Qantas Dreamliner Sets Record for Longest Commercial Flight

New York to Sydney in 19 hours

Dreamliner
A Qantas Dreamliner in flight last year.
Bahnfrend/Creative Commons

Have you ever wanted to board a plane in New York and step off of that same plane in Sydney with no stops in between? That day may be closer than you think — and for a select group of people, it’s already happened. 

The Guardian reports that a Qantas Dreamliner made the longest commercial flight in history, culminating with its arrival in Sydney on Sunday morning after leaving New York’s JFK International Airport on Friday evening. All told, the flight traveled 10,200 miles.

This wasn’t your average flight, however. The article notes that the number of people on the fight were limited in addition to the luggage they could bring, to reduce the overall weight of the flight in order to require less fuel.

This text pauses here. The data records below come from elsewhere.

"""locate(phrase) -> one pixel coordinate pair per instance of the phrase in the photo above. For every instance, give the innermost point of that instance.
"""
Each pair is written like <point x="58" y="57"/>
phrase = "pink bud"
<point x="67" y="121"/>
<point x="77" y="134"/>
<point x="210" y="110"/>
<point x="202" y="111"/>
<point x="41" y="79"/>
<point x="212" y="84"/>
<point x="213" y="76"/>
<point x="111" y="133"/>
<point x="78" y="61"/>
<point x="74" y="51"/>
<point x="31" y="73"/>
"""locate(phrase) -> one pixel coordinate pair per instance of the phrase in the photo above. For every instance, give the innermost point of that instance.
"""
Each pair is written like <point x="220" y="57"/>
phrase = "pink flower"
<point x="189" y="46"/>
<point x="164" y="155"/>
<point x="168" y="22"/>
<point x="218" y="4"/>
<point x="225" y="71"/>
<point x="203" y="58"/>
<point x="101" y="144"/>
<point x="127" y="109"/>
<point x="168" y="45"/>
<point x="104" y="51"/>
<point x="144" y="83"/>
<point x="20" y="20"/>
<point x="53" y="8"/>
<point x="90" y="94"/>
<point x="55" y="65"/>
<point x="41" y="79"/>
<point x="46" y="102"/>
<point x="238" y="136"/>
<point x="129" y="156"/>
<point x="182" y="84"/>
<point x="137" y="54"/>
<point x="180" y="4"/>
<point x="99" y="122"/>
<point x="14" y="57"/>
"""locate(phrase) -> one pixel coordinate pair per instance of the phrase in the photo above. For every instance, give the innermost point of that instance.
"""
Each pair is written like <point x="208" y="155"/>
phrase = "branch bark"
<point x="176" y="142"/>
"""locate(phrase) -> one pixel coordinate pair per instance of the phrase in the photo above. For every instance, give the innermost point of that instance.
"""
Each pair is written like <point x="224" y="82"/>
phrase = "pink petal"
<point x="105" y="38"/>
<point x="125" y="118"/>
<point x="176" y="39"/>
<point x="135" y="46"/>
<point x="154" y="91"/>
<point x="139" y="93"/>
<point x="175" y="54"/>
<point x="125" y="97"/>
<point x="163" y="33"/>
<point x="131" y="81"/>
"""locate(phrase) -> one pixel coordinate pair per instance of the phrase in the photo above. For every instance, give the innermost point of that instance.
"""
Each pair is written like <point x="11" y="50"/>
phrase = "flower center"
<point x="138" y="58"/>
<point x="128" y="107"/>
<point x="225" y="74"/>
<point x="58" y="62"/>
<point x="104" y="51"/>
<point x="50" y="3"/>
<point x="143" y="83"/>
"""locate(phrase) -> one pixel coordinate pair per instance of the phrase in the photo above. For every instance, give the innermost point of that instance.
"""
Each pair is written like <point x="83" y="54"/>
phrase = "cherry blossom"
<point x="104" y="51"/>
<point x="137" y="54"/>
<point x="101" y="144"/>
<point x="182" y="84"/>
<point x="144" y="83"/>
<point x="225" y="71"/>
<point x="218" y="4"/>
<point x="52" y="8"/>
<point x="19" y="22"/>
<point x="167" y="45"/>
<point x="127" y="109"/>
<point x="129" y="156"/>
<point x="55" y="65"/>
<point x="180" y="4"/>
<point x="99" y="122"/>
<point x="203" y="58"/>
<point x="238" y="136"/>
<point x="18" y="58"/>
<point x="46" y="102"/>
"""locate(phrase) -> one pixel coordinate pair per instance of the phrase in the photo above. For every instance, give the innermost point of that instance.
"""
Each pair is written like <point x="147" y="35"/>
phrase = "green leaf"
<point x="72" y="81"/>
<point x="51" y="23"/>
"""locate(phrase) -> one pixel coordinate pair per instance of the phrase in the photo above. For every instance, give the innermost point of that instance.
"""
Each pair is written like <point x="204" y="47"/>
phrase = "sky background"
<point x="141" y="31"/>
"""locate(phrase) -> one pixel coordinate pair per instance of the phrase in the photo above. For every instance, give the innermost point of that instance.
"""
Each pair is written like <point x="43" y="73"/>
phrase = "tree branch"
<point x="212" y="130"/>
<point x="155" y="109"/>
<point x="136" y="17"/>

This was all, as the saying goes, for science.

“Just 49 people – including six pilots, six members of cabin crew including a chef, a handful of reporters, six frequent flyers and the airline’s chief executive, Alan Joyce – were on board the Boeing Dreamliner flight, designed to test whether passengers can endure the physical and mental effects of extremely long aeroplane journeys.”

As for the flight’s ecological impact, the article observes that “it produced the equivalent carbon dioxide emissions of burning more than 700 barrels of oil.” Apparently, that’s a reduced carbon footprint from an equivalent flight having to land and then take off again. 

Whether this historic moment will translate into more and longer flights to span the globe remains to be seen, but for those who were on it, it’s a journey they won’t soon forget.